Thursday, July 31, 2008

50 Days, 50 Ways: Trade Promotion

Here's some more information from the Congressional Budget Office on the Commerce Department's corporate welfare program, providing business advice to private firms. In 2007, CBO estimated that eliminating this unnecessary program would save taxpayers $305 million a year:

Eliminate the International Trade Administration's Trade Promotion Activities or Charge the Beneficiaries

The International Trade Administration (ITA) of the Department of Commerce runs a trade development program that assesses the competitiveness of U.S. industries and promotes exports. The ITA also operates the U.S. and foreign commercial services, which counsel U.S. businesses on issues related to exporting. The agency charges some fees for those services, but the fees do not cover the costs of all such activities.

This option includes two alternatives: Eliminate the ITA's trade promotion activities or charge the beneficiaries for those services. Either change would save $305 million in outlays in 2008 and a total of about $2.0 billion through 2012.

The principal rationale for this option is that business activities such as trade promotion are usually better left to the firms and industries that stand to benefit from those activities rather than to a government agency. Having the government engage in such activities (without charging the beneficiaries for their full cost) is an expensive means of helping the firms and industries because the benefits are partially passed on to foreigners in the form of lower prices for U.S. exports. Moreover, the lower prices could result in some products' being sold abroad for less than the cost of production and sales and, thus, could lower U.S. economic well-being. Further, in the most recent Program Assessment Rating Tool evaluation, the Office of Management and Budget concluded that businesses can obtain services similar to those of ITA's foreign commercial services from state, local, and private-sector entities.
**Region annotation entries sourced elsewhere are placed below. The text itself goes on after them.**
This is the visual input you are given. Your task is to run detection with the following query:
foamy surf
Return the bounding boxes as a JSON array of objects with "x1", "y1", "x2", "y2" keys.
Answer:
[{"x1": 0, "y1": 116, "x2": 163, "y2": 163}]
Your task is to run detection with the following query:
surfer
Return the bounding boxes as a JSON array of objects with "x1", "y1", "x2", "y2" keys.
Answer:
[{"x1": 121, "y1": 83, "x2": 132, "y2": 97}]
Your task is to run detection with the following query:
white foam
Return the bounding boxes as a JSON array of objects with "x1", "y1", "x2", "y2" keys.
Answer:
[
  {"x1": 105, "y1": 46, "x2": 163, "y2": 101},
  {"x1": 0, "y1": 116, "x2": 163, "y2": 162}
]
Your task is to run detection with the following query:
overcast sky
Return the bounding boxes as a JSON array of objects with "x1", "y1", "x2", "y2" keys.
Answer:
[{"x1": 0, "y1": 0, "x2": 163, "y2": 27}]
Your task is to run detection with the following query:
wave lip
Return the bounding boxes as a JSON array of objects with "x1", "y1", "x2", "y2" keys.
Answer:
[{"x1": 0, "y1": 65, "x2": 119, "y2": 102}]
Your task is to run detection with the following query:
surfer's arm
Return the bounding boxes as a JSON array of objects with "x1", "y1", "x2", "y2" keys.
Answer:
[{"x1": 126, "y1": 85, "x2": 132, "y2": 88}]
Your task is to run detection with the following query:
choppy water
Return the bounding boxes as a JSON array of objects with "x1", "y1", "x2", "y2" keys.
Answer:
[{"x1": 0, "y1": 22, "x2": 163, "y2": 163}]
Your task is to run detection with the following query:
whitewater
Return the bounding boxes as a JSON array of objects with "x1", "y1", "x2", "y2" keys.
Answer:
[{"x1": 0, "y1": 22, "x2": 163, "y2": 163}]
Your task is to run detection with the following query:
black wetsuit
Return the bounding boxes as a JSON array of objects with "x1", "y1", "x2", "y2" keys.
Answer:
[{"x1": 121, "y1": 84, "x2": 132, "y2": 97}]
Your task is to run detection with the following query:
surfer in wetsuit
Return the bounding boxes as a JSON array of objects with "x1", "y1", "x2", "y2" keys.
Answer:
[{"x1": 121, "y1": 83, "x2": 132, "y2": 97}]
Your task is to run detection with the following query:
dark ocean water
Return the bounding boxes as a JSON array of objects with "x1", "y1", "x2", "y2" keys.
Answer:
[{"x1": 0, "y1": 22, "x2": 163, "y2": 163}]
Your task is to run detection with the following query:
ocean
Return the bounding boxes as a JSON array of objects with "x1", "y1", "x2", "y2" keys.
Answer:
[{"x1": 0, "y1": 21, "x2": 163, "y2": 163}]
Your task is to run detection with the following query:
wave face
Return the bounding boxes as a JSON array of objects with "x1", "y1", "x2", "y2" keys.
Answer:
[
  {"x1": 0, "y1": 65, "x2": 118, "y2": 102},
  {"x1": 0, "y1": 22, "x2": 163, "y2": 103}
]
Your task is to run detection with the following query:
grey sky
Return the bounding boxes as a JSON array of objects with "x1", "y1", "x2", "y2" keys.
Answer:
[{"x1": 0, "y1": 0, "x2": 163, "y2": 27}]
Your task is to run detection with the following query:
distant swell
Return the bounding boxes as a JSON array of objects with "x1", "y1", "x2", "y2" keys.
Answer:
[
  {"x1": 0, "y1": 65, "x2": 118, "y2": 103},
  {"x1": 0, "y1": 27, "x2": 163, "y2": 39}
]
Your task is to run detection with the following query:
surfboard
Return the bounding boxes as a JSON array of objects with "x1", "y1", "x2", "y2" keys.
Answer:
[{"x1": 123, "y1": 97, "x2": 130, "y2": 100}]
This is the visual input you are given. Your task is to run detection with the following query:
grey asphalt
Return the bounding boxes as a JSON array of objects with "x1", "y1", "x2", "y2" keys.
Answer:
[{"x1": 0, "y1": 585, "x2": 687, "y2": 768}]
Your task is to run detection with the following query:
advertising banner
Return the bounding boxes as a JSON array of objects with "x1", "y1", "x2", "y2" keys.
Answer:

An argument against eliminating the ITA's trade promotion activities is that such activities are subject to some economies of scale, so having one entity (the federal government) counsel exporters about foreign legal and other requirements, disseminate information about foreign markets, and promote U.S. products abroad might make sense. An alternative way to reduce net federal spending but continue the ITA's activities would be to charge the beneficiaries for their full costs. Fully funding the ITA's trade promotion activities through voluntary charges, however, could prove difficult or impossible. For example, in many cases, it would not be possible to promote the products of selected firms that were willing to pay for such promotion without also promoting the products of other firms in the same industry. In those circumstances, firms would have an incentive not to purchase such services because they would be likely to receive the benefits regardless of whether they paid for them. Consequently, if the federal government wanted to charge beneficiaries for the ITA's services, it might have to require that all firms in an industry (or the industry's national trade group) decide collectively whether to buy the services. If the firms opted to purchase the services, all firms in the industry would be required to pay according to some equitable formula.

Running total, 11 days, $8,046,6000 in annual savings to taxpayers.